It has been more than a century since Roald Amundsen of Norway conquered the South Pole, using transportation that was available to him and his crew at the time. Today, scientists and ecological tourists have mastered the ways to get into and around Antarctica.
Expeditions are now safer than ever with GPS, radar stations, ice mobiles, and by following strict exploration protocols. In addition, hotels in Antarctica have never been more comfortable, accommodating, and life sustaining.
Traveling by air into Antarctica
There are dozens of airports constructed throughout the northern latitudes of Antarctica, each owned by different countries depending on the Antarctic territorial claim (according to the Antarctic Treaty of 1961).
You may be most concerned about the materials used to build the runways in Antarctica. Perhaps you fear that landing your private jet on any of these airports might damage the wheels or suspension. There are two types of runways in Antarctica — dirt and blue ice runways. Dirt runways are mostly used by lightweight high wing aircrafts like the Cessna 172 Skyhawk.
Although jets can land on these dirt runways, it is highly recommended for aircrafts like Embraer Phenom 300 and similar, to land on blue ice runways. These are naturally flat surfaces and are as tough as concrete. Blue ice is compacted glacial ice that took eons to harden — forming thick, solid and flat open surfaces.
Landing on blue ice in Antarctica
Pilots who specialize in landing on blue ice will meet you and your flight crew for a full briefing session in Cape Town, South Africa with important information on navigation and landing. Generally, the technique to land safely upon touch down is to reverse thrust, coupled with air braking, as applying normal brakes wouldn’t work on the slippery blue ice.

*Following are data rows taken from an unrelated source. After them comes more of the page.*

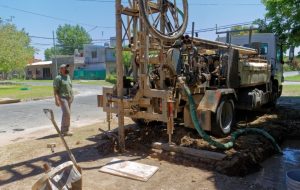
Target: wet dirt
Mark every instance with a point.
(244, 158)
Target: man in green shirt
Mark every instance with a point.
(63, 95)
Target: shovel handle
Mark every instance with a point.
(50, 115)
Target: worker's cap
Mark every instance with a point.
(64, 66)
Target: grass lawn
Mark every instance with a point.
(291, 90)
(25, 92)
(295, 78)
(88, 82)
(93, 82)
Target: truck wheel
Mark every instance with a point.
(224, 118)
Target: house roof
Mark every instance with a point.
(41, 63)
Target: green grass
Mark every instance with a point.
(88, 82)
(295, 78)
(32, 92)
(21, 80)
(93, 82)
(291, 90)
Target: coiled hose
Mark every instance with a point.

Blue ice runways have been the most reliable landing strips for massive aircrafts like the C-5 Galaxy. Engines of typical aircrafts are positioned far up from the ground to have any significant impact on the ice, so melting ice has never been an issue. If any ice melts on the runway, the frigid weather instantly refreezes it.
Wolf’s Fang Runway
Your Antarctic flight will direct you to Wolf’s Fang Runway, the only private Antarctic airport, located in the British territory. It is specifically designed for small jets, less the heavy cargo aircrafts. High level maintenance of the runway and flight hangar will ensure that your jet will remain safe from damage due to the elements.